Wireshark-dev: Re: [Wireshark-dev] Reduce memory consumption by re-reading data from file for r
From: Jeff Morriss <jeff.morriss.ws@xxxxxxxxx>
Date: Wed, 03 Nov 2010 15:00:10 -0400
Jakub Zawadzki wrote:
Hi,

On Wed, Nov 03, 2010 at 04:24:21PM +0100, Anders Broman wrote:
Looking more closly at the reassembly code the best solution may be to save the reasembled data
To a new temp file at the first pass and read from that file when the reassembled data is needed again.
Possibly by attaching the file offset pointer to per packet data or in the reassembled hash table.
Ultemately it would be nice to store this data in the libpcap file and have it available the next time the file
Is opened.

Does any one see any problems with having a temp file with reassembled PDU:s? I suppose this file can become
Almost as big as the original trace file.

Temp files are also kind of memory, so you won't decrease memory by using them :>
Btw. it's like reinventing swap, so if you want to use your disk as memory,
it's enough to create some big file and do mkswap & swapon.
(Well maybe on 32-bit systems it's not so easy...)

I like Jeff Moriss idea about mmap()ed files.

It depends on what the goal is.

Memory mapped files count as part of the process' address space so mapping the capture file means that, for reassembly, we'd be trading malloc'd memory for mmap()'d memory *and* it would mean we're holding the whole file--including the bits not used in reassembly--in memory. (We don't currently do this.)

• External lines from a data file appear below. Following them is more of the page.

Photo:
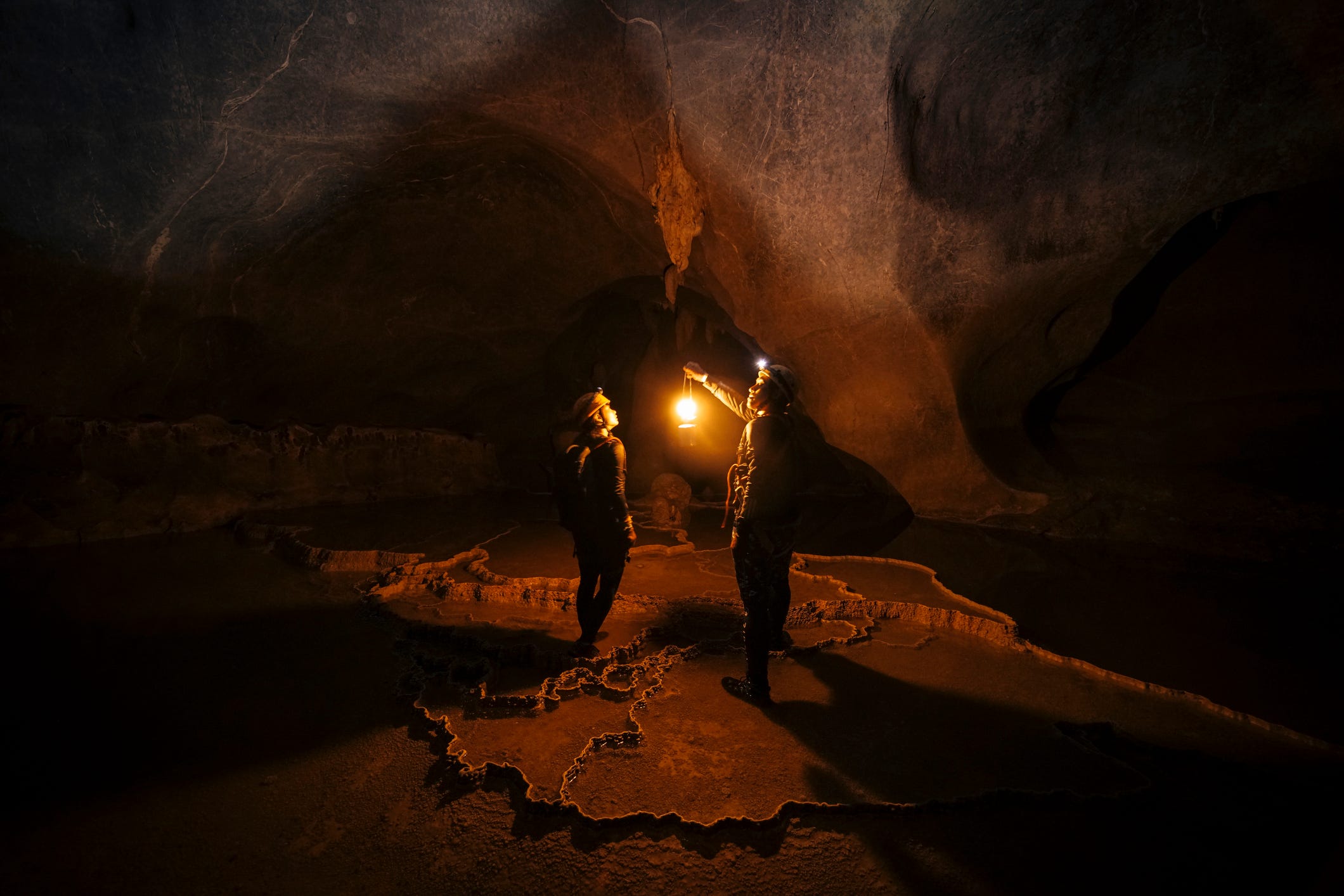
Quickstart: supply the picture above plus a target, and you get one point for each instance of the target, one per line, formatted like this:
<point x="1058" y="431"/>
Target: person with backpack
<point x="590" y="495"/>
<point x="764" y="504"/>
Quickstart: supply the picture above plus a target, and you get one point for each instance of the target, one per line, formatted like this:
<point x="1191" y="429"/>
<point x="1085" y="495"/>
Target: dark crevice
<point x="1134" y="308"/>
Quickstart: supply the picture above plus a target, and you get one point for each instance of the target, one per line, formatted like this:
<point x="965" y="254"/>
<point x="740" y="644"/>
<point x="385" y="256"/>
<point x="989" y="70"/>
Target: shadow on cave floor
<point x="1249" y="634"/>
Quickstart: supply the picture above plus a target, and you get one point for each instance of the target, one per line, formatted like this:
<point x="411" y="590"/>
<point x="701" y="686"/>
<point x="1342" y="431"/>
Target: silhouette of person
<point x="590" y="492"/>
<point x="764" y="504"/>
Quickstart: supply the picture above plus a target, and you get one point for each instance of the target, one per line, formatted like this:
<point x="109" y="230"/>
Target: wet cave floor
<point x="260" y="711"/>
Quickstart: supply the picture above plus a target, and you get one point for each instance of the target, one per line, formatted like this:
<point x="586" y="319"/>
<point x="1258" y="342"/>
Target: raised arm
<point x="732" y="398"/>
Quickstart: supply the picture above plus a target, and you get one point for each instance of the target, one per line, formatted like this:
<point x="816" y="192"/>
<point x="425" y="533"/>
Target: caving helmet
<point x="589" y="405"/>
<point x="784" y="379"/>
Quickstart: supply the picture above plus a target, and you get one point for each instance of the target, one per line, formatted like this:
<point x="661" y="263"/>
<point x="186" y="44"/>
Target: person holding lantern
<point x="764" y="502"/>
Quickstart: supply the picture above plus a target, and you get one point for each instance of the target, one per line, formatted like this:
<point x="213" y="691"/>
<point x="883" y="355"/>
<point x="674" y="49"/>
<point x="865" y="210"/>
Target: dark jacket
<point x="765" y="480"/>
<point x="605" y="513"/>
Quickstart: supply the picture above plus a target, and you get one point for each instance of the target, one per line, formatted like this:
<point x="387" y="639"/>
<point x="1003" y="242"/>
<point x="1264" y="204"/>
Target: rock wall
<point x="69" y="480"/>
<point x="381" y="214"/>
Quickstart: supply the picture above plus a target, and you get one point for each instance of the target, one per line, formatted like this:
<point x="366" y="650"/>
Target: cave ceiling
<point x="384" y="214"/>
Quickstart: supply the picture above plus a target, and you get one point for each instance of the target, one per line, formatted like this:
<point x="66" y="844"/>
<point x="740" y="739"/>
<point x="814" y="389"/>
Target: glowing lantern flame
<point x="686" y="410"/>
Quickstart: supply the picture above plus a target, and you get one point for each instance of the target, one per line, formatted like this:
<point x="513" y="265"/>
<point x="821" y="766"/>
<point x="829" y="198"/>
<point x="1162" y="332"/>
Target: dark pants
<point x="761" y="561"/>
<point x="601" y="567"/>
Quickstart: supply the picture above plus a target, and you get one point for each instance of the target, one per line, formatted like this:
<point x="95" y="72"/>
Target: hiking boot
<point x="584" y="649"/>
<point x="744" y="689"/>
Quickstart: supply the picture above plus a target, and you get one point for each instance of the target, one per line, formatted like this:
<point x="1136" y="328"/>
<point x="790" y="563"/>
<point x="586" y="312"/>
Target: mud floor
<point x="382" y="700"/>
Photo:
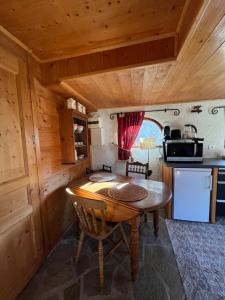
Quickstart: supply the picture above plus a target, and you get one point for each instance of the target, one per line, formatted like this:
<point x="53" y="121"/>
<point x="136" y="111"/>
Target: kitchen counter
<point x="207" y="163"/>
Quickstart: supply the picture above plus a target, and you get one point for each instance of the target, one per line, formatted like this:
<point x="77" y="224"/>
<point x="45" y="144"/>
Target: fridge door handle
<point x="210" y="182"/>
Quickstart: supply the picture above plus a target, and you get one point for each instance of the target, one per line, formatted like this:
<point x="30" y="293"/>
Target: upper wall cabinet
<point x="74" y="136"/>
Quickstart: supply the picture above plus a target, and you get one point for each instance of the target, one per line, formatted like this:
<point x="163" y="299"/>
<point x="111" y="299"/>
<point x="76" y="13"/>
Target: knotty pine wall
<point x="34" y="209"/>
<point x="53" y="175"/>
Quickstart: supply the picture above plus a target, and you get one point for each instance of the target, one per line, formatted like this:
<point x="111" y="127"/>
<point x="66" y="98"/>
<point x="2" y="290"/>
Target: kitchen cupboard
<point x="74" y="136"/>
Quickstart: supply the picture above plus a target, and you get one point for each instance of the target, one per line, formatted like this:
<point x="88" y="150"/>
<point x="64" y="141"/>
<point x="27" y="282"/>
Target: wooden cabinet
<point x="167" y="178"/>
<point x="74" y="138"/>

Those of us with a 64-bit address space, this isn't so bad, except if we start swapping. For 32-bit users it means there's no way they could even attempt to load a file greater than 2 Gbytes[1]--even if they aren't reassembling and/or have disabled every feature they can in an attempt to get the file loaded. (Personally I think the whole world should have moved to 64-bit by now, but hey...)

[1] minus whatever memory Wireshark needs for other purposes

Memory-mapped files also are problematic when doing live captures: as the file grows we'd have to remap the memory (yikes!) or maybe create thousands of maps to one file--though mmap() says the file offset has to be aligned on page size boundaries, creating yet another problem.